Change #1164158 had a related patch set uploaded (by Jcrespo; author: Jcrespo):

[operations/puppet@production] bacula: Create a temporary backup job for long term Archival

https://gerrit.wikimedia.org/r/1164158

Change #1164158 merged by Jcrespo:

[operations/puppet@production] bacula: Create a temporary backup job for long term Archival

https://gerrit.wikimedia.org/r/1164158

Change #1163694 merged by Jcrespo:

[operations/puppet@production] dbbackups: Disable read only backups and reenable regular rw es backups

https://gerrit.wikimedia.org/r/1163694

backups for es ro are almost complete (except es5 for backup2013), almost ready to decom backup[12]002.

Migration of archival files from backup1001 also ongoing and should finish today.

This should unblock decommissioning of all hosts for next week.

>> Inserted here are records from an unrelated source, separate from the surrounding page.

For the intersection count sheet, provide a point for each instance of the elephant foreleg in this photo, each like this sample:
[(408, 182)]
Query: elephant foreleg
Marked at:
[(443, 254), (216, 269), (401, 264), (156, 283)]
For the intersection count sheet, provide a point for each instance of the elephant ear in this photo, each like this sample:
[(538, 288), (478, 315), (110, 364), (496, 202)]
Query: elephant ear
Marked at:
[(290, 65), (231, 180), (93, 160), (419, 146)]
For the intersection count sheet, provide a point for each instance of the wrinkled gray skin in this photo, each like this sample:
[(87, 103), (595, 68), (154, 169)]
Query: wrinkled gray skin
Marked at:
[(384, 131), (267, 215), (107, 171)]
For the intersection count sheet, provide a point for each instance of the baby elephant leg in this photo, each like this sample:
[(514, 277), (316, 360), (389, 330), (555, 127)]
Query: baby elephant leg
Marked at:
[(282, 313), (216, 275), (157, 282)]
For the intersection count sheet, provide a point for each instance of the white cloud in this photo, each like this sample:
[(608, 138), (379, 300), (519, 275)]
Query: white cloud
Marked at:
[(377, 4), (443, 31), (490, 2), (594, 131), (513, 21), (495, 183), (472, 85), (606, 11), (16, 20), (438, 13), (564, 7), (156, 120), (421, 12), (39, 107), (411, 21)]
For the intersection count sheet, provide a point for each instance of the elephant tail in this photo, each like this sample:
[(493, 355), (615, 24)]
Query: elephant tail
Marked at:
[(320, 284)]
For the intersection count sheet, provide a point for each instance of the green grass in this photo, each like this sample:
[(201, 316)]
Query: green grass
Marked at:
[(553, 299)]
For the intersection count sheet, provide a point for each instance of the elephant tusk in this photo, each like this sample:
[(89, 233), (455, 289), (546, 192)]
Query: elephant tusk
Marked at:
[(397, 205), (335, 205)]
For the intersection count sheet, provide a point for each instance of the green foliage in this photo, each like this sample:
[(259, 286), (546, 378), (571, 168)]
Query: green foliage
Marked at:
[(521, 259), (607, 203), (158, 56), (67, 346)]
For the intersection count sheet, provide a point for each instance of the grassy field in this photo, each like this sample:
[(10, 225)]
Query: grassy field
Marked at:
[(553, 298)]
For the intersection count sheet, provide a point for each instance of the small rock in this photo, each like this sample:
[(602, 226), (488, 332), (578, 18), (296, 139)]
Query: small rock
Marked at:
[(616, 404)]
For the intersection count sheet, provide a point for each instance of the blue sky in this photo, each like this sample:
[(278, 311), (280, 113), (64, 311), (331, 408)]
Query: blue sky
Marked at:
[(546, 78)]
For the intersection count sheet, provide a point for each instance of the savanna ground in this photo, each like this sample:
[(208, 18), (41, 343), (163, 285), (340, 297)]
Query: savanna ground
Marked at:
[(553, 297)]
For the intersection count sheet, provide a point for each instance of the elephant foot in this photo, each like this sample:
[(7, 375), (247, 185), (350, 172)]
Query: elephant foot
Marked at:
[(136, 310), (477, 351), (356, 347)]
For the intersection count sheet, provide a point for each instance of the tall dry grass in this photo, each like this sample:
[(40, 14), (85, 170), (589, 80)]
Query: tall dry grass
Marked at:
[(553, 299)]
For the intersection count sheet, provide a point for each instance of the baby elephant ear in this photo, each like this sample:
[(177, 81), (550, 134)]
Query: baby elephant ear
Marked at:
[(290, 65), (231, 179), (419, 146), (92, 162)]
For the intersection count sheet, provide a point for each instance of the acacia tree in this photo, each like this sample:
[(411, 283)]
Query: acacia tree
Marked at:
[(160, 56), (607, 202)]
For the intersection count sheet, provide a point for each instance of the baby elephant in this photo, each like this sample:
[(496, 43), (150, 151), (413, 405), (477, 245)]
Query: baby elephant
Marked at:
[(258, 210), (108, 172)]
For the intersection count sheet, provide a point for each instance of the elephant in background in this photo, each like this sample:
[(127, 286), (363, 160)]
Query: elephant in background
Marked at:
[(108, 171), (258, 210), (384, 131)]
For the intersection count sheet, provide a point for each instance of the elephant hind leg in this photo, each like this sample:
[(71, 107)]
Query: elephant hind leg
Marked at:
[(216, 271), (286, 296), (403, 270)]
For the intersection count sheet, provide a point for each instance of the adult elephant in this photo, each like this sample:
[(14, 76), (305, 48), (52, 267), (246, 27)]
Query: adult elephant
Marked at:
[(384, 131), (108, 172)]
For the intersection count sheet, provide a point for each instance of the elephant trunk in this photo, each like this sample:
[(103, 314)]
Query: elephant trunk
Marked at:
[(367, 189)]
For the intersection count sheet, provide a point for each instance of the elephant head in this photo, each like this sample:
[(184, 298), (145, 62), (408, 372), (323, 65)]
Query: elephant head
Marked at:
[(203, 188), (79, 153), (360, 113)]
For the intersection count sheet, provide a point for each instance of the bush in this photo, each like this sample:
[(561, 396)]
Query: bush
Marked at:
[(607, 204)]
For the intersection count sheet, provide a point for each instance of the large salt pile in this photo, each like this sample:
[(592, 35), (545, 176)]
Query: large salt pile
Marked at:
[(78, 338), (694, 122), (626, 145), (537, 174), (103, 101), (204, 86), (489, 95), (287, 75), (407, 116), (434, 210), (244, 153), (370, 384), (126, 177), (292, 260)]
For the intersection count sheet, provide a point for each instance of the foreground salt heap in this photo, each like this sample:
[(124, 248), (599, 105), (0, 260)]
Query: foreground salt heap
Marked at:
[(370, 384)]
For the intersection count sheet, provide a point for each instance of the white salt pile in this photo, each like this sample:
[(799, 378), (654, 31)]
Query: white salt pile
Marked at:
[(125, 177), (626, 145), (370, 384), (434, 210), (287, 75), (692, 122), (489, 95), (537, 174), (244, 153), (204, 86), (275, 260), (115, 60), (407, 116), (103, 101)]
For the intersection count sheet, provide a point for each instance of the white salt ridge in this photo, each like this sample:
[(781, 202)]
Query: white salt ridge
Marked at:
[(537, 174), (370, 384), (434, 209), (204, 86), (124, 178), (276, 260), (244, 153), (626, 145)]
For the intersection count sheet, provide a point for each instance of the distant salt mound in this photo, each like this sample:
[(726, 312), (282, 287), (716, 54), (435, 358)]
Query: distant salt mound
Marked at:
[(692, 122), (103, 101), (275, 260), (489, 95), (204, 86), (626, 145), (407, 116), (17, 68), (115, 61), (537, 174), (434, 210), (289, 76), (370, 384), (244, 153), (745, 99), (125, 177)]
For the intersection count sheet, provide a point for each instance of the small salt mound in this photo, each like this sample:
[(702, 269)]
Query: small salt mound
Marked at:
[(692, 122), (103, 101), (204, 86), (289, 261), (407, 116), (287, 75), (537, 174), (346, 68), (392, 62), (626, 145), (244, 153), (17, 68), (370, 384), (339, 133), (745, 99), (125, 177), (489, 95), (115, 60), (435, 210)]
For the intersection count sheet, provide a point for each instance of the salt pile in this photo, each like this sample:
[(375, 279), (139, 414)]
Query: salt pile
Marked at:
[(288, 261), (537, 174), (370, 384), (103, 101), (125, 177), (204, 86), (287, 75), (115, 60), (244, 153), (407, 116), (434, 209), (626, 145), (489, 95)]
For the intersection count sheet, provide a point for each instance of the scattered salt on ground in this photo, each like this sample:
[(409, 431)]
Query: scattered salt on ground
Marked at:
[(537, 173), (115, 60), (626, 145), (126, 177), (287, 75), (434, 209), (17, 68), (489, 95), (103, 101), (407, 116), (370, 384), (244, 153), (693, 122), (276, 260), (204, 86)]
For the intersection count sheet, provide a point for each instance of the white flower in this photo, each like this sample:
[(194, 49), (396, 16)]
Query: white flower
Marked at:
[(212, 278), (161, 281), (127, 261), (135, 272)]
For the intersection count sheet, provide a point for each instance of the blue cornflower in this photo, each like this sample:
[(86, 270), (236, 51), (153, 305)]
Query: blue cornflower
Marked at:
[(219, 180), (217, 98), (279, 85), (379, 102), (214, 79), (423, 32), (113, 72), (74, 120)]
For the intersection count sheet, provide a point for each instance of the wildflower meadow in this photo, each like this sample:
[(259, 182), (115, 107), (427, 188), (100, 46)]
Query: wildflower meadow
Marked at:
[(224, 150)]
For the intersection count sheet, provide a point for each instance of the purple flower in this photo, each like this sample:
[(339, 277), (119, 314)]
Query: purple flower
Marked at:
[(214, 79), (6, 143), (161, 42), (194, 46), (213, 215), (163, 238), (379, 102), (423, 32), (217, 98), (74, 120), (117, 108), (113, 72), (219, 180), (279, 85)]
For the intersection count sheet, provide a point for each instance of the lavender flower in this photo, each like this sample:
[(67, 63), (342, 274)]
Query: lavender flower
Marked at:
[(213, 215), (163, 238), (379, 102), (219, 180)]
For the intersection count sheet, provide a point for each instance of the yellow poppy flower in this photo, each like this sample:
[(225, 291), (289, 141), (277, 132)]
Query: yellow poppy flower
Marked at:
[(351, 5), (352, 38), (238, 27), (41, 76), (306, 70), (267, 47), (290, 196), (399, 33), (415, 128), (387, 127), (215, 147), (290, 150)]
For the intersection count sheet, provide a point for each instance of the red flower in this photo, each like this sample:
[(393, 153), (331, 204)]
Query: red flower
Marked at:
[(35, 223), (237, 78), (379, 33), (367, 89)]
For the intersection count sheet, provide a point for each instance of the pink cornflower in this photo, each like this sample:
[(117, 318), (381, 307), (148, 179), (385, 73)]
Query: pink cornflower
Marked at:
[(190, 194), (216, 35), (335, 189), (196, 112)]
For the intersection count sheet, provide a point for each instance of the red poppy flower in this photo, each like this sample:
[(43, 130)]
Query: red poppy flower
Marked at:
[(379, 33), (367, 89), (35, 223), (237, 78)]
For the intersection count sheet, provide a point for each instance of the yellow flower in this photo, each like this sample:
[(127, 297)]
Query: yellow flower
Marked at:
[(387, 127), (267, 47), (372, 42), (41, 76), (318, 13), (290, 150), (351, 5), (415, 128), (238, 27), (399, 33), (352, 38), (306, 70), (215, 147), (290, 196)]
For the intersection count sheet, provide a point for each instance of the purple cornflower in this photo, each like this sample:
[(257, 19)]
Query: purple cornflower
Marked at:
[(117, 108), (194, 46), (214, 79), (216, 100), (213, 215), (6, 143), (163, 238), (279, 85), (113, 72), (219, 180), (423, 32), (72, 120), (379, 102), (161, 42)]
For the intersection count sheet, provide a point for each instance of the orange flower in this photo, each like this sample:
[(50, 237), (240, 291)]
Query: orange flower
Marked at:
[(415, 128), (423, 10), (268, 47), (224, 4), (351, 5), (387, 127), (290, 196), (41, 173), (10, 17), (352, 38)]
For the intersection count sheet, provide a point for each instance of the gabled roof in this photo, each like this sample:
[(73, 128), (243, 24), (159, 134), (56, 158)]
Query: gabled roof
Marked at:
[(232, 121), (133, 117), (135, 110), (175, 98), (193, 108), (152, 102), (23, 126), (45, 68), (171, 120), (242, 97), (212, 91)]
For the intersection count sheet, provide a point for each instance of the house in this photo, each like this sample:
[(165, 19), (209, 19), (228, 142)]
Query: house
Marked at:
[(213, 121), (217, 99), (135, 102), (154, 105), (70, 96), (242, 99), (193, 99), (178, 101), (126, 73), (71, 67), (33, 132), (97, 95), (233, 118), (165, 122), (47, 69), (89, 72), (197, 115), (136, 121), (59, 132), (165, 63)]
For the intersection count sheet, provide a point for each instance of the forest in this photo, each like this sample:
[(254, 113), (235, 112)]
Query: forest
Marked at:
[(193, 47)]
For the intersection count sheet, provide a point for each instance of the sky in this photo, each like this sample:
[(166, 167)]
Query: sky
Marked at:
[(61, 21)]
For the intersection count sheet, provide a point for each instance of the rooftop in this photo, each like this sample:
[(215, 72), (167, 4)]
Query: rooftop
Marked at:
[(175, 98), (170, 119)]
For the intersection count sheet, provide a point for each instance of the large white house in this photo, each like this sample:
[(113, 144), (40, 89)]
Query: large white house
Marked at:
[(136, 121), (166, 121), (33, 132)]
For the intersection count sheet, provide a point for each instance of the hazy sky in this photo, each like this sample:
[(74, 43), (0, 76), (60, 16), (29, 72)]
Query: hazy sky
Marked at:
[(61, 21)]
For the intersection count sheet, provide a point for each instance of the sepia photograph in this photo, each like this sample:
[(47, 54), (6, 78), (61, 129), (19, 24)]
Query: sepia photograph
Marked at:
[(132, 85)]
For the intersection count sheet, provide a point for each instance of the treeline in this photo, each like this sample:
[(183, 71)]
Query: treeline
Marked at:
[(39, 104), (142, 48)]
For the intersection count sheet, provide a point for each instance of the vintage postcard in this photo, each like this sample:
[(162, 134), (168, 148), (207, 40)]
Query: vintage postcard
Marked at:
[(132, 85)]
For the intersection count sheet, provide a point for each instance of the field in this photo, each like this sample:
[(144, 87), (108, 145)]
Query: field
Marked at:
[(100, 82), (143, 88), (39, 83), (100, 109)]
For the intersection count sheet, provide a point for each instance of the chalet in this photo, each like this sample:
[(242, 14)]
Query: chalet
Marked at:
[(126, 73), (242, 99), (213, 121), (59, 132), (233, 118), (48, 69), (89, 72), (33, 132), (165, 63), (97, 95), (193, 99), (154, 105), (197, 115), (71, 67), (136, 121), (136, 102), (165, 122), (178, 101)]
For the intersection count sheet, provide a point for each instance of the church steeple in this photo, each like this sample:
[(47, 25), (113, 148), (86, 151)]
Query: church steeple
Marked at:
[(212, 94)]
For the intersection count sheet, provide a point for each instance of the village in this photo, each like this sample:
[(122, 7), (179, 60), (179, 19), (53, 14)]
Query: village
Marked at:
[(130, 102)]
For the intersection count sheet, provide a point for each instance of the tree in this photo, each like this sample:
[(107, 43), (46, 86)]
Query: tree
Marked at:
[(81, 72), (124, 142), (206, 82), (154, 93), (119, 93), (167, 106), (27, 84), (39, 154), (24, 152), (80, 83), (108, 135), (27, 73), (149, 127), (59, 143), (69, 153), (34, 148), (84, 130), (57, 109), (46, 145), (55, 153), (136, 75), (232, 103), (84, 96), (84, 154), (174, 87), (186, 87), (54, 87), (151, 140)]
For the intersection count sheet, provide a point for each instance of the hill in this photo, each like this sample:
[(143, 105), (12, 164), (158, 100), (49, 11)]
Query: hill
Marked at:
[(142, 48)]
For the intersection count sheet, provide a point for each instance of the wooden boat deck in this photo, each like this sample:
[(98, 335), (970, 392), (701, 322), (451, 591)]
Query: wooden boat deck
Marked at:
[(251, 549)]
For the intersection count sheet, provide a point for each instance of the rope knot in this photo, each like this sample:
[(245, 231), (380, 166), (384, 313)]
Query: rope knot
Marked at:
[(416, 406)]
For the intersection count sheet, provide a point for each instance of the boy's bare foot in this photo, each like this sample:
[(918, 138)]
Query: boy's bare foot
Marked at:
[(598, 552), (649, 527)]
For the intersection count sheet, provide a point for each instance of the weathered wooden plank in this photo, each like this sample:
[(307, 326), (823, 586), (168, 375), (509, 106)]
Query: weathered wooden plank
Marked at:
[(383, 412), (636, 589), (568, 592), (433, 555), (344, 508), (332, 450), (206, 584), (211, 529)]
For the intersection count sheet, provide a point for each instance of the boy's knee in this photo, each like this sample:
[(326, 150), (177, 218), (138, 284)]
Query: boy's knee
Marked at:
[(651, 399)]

Change #1164981 had a related patch set uploaded (by Jcrespo; author: Jcrespo):

[operations/puppet@production] bacula: Remove oldmain and olddirector roles, prepare for decom backup[12]01

https://gerrit.wikimedia.org/r/1164981

Change #1164981 merged by Jcrespo:

[operations/puppet@production] bacula: Remove oldmain and olddirector roles, prepare for decom backup[12]01

https://gerrit.wikimedia.org/r/1164981

Change #1165822 had a related patch set uploaded (by Jcrespo; author: Jcrespo):

[operations/puppet@production] bacula: Remove backup1001 old backup director host from puppet

https://gerrit.wikimedia.org/r/1165822

Change #1165823 had a related patch set uploaded (by Jcrespo; author: Jcrespo):

[operations/puppet@production] bacula: Remove backup2001, old offsite backup host

https://gerrit.wikimedia.org/r/1165823

Change #1165823 merged by Jcrespo:

[operations/puppet@production] bacula: Remove backup2001, old offsite backup host

https://gerrit.wikimedia.org/r/1165823

Change #1165822 merged by Jcrespo:

[operations/puppet@production] bacula: Remove backup1001 old backup director host from puppet

https://gerrit.wikimedia.org/r/1165822

This is now finished, with just some operations to be done by dc-ops on the children tasks. From a backup perspective, the migration is complete.